Eso es todo. El viento es fuerte y sopla hacia la tierra, irisa la superficie y forma pequeñas olas que parecieran adentrarse hacia la laguna, pero la corriente, por debajo, arrastra hojas y sargazos hacia el mar. Y él ya sabe que cuando el agua inunda la laguna la marea está subiendo, y cuando fluye de regreso hacia el mar, está bajando. Aquí es muy evidente a pesar del oleaje ahora, por eso he usado la vista desde el puente para enseñarles. Para eso venimos aquí, a este puente, a esta laguna, a este mar, a este Caribe.
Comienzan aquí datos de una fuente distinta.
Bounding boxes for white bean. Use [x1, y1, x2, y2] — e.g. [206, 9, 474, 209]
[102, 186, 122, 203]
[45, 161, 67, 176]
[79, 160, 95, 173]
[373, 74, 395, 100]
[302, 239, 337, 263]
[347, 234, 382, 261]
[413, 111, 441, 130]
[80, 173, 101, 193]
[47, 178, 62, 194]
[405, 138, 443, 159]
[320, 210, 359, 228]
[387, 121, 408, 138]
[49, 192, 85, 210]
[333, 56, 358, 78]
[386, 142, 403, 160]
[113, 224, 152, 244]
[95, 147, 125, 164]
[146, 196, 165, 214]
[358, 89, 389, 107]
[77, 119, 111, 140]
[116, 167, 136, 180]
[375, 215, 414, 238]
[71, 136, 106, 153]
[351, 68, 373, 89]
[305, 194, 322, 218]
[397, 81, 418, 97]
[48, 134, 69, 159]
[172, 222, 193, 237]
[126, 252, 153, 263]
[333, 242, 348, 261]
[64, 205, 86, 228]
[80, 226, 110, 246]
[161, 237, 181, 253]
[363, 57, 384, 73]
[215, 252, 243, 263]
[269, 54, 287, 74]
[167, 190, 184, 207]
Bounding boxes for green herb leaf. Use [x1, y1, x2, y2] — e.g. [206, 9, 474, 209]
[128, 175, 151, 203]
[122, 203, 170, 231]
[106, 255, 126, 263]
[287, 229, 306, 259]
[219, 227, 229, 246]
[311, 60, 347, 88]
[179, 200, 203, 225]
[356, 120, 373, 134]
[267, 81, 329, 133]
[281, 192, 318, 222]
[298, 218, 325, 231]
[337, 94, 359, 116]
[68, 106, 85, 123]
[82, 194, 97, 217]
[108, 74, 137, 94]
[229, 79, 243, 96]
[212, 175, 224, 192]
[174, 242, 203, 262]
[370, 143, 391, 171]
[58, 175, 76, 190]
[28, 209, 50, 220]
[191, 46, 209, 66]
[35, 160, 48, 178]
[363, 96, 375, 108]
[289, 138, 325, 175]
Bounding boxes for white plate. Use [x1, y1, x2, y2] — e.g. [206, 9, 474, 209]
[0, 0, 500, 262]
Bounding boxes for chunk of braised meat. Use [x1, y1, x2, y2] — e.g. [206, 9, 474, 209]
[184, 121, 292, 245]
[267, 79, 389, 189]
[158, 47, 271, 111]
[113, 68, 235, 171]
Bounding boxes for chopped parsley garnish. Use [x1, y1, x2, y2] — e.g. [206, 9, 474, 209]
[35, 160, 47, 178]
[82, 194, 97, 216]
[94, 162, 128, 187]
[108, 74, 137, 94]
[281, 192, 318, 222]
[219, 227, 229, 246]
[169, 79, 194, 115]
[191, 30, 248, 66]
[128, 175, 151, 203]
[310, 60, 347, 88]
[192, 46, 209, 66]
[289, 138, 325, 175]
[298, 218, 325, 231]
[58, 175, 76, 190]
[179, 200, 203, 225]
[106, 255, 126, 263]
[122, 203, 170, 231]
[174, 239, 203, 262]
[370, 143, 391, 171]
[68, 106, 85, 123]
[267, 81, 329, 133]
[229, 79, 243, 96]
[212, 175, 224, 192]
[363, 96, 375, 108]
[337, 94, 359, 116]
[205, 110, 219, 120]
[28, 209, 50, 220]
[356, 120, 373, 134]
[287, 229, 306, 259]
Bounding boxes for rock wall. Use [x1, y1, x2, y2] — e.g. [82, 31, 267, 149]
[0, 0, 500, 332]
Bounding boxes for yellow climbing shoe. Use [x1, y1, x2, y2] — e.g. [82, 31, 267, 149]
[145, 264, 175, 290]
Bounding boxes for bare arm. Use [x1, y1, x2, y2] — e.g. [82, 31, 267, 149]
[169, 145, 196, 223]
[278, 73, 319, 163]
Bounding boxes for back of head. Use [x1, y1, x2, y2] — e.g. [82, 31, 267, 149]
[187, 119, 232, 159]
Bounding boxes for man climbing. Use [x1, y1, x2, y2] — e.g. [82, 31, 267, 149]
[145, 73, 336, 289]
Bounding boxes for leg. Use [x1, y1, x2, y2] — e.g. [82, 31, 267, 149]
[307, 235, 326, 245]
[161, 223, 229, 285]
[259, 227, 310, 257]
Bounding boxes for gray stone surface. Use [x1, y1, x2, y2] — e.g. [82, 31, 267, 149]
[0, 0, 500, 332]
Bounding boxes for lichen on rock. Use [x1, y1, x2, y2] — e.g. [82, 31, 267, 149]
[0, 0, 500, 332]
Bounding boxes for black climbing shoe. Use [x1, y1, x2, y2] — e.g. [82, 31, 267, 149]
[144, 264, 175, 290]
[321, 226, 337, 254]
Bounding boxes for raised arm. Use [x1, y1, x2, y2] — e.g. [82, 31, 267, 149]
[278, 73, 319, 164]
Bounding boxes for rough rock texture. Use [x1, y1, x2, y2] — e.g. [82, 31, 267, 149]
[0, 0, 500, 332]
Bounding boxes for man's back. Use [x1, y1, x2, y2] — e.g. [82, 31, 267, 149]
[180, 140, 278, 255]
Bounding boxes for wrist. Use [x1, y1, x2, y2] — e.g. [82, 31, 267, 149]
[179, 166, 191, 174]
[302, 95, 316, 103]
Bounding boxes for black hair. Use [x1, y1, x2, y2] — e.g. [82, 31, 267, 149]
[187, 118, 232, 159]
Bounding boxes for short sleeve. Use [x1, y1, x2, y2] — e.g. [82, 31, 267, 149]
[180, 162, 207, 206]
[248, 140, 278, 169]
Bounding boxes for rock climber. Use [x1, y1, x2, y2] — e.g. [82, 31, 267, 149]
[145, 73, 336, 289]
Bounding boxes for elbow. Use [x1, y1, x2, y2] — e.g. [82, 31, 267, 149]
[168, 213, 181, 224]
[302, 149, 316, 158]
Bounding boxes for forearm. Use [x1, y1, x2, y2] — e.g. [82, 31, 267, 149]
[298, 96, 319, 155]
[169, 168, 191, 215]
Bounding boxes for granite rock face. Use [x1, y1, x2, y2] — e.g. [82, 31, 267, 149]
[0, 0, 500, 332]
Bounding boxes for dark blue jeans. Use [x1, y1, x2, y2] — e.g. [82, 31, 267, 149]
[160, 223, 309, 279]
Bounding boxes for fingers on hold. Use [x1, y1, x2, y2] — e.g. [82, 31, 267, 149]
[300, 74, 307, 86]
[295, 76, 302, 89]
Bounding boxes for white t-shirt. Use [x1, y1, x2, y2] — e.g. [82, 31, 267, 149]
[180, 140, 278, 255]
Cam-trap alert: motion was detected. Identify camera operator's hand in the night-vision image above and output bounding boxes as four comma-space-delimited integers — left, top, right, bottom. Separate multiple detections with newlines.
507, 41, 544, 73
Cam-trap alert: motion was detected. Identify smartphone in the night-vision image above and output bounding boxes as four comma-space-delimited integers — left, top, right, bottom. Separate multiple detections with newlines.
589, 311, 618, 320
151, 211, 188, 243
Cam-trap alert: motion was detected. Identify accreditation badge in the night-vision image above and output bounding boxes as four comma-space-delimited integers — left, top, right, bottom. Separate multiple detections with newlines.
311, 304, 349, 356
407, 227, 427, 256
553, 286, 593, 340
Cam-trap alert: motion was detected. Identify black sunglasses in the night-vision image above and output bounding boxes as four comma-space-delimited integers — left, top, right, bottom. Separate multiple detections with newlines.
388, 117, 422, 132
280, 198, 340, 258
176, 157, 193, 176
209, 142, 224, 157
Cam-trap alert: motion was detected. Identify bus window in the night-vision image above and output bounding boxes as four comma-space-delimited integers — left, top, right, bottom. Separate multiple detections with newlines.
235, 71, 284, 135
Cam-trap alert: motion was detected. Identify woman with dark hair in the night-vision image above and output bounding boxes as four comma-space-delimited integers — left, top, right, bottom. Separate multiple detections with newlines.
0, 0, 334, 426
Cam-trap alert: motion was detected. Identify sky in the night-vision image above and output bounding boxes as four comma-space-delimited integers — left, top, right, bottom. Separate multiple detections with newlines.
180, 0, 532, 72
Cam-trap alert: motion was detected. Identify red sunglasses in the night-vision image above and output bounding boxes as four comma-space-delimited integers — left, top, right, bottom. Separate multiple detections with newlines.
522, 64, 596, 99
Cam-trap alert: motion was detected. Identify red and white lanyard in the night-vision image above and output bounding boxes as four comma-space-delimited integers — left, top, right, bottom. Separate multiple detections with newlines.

Mis hermanos y yo crecimos pescando, cazando, viendo las flores y los árboles apoderarse de laderas de breves colinas, nadando en ríos y playas silvestres. Mi padre nos llevaba al mar en un camión de redilas, alquilado. Y también nos hacía sembrar cada semilla de cual fuera la fruta que comiéramos. Así se siembra el amor por los tuyos, por la familia, por el entorno, por la madre naturaleza. Con paciencia, dejándola hacer, observando con detenimiento, acompañándolos, aprendiendo de ella, y de ellos, todos los mensajes.